Laminated alloy products have different properties in the lamination direction. That's why the yield strength uses to be measured in the transverse direction.

Even when warm-rolled: transformer cores have one better magnetic axis because of lamination orientation; manufacturers often desire this effect.

 

It can change the crystal lattice. That's common with austenitic stainless steel. When little nickel (17%Cr+7%Ni) leaves the austenite metastable, cold rolling transforms it partially to martensite, which helps hardening and also makes the alloy magnetic, as can be observed on stainless screws. Where much nickel (18%Cr+12%Ni) stabilizes the austenite, very little transforms to martensite and the alloy stays nonmagnetic - but it does harden though needing more deformation, so martensitic transformation is NOT the whole picture.

 

Almost any alloy hardens by cold rolling though keeping its lattice, for instance Al-Mg alloys, unalloyed copper...

 

Very few metals keep soft despite deep deformation. Gold is the best known and can be squeezed to ultra-thin foils; very pure (ppm) aluminium hardens little.

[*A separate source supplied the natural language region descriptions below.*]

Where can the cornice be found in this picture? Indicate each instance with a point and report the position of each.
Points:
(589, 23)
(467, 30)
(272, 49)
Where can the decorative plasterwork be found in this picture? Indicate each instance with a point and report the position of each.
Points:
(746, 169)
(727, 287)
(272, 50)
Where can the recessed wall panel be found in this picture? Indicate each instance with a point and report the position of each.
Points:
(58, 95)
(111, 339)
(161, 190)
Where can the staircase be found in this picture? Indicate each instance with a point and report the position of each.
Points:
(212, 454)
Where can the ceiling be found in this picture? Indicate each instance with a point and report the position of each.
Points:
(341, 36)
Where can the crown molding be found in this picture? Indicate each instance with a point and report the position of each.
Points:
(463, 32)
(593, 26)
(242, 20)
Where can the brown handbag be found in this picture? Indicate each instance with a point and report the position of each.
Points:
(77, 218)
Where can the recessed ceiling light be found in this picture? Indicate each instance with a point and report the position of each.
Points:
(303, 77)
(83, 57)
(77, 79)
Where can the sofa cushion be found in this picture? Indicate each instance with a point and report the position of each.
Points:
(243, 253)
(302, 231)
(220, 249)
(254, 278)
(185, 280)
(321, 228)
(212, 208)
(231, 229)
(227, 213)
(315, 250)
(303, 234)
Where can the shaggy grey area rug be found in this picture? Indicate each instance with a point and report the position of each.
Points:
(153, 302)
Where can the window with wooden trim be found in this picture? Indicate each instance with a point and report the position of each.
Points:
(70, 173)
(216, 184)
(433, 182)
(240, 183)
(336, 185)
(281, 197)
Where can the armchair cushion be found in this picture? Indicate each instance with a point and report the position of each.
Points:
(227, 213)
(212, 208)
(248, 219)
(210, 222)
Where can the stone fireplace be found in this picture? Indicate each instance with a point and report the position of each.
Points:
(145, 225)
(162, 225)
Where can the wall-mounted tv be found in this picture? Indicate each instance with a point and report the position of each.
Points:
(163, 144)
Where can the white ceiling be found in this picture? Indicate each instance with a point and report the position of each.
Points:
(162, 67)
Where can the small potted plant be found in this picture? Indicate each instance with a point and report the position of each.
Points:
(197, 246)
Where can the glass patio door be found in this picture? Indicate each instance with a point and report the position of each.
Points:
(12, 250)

Some alloys are designed to harden during cold draw: the mentioned 17-7, the old X120Mn12, all alloys for stainless springs...

Cold draw can be followed by heat treatment, often a precipitation hardening, like in Cu-Be2, stainless spring... 10mn in a kitchen oven at 200°C improves both the strength AND the toughness of cold-rolled 17-7, which I suppose isn't precipitation hardening.

 

The effect is more important with polymers. Only fibre stretching at production makes polymer yarn, fabrics, ropes resistant. Here it's directly an effect of molecule elongation and orientation.